Дядя Эдик ценил отца. А за что? Чудак так ни разу и не ответил Косте на этот вопрос. Собственно, Эдик ни о чем не говорил прямо. То есть так, как привык объясняться Константин Новиков. Эдик для всего находил оборот. Форму. Даже про фашистов. Были у него свои про них истории. Вот хоть про корову Геббельса, которую Кирилл Петрович Новиков просил не рассказывать его детям…

А кому еще? Своих у Эдика не было. Так что рассказывал, обходя запреты. «Ну, уж, скоры мы и коров за клички репрессировать. Ах была она скромна, та корова Берия, не давала молока, даром что империя… Как бы они нас в отместку на своем коровьем му-му… как-нибудь на „му“ не прозвали», – ворчал он, объясняясь с Кириллом Петровичем. Костя вслушивался в голоса взрослых, доносящиеся с терраски, и мечтал когда-то так же легко, кругло без привязки к колышкам, говорить по-русски.

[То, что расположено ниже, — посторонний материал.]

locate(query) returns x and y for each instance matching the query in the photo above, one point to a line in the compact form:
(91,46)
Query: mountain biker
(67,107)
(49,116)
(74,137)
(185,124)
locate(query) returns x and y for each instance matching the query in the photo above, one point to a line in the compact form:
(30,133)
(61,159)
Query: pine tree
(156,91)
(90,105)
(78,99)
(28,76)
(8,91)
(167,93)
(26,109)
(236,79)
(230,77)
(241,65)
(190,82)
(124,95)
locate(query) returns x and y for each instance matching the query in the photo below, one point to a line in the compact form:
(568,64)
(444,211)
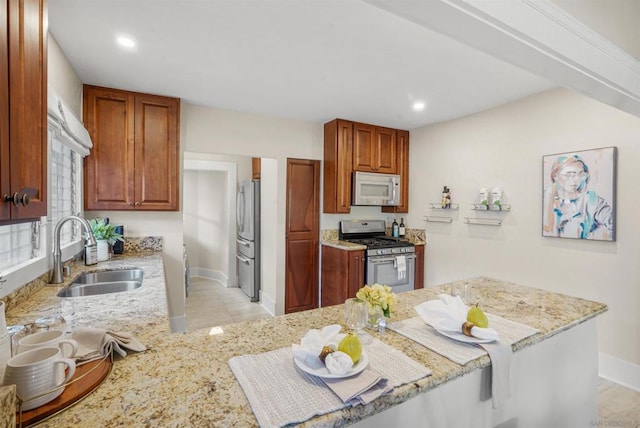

Не вышло.

«Писать кругло не научишься, это дар божий, голубок с рожей», – смеялся на то Эдик. Его правда. Хотел Костя кругло, а стал наоборот, прямой и топорный в речи, как приписной военный. И стесняется этого. Он ведь не военный. Он относится к новому классу, народившемуся на Руси – как бы военных. Смешно теперь. Теперь, когда снова есть военные. Как бы настоящие. И даже в чести… Только военным Константин никогда не хотел быть… «Каску на душу не натянешь», – и так говаривал Эдик.

И снова острый кулак в плечо. На сей раз легонько, но и это уже слишком. Чай, не сестра.

– А омлета больше нет. Так Вам что, курицу, мужчина? Ау!

Константин оторвал свинцовый лоб от стекла, на котором остался затуманенный островок. Зачем спрашивать? Зачем предлагать то, чего нет? Зачем вообще все? Зачем отец принимал подношения раввина из Аргентины? Вот вопрос вопросов! При чем тут курица? Новиков так и не ответил. Он задрал взгляд поверх головы соседки, будто не видя ее. Он знает, это не вежливо…

«Кося, тебе необходимо научиться обращению с женщинами. Таким букой ты никогда не обрастёшь семьей. Или такую найдёшь, что локти будешь кусать», – раз за разом увещевала его сестра.

И он признает правду в ее словах. Не выходит у него с нормальными женщинами. Как будто предохранитель, вмонтированный в душу, щелкнул и опустился. А чтобы его поднять, что-то должно с душой произойти, что-то она должна совершить…

Последняя полунормальная его женщина – снайперша из Болгарии. Софья из Софии. Странный в Болгарии биатлон? У них там многое странно. «Да» и «нет» перепутаны, наизнанку головой мотают. А его это устраивало. Женщина – инопланетянка для мужчины, а потому лучше во всем, последовательно и до конца, без соглашательства и без мелкого ослиного упрямства, признавать ее право считать правое левым. И не позволять ей путать их на мужской территории.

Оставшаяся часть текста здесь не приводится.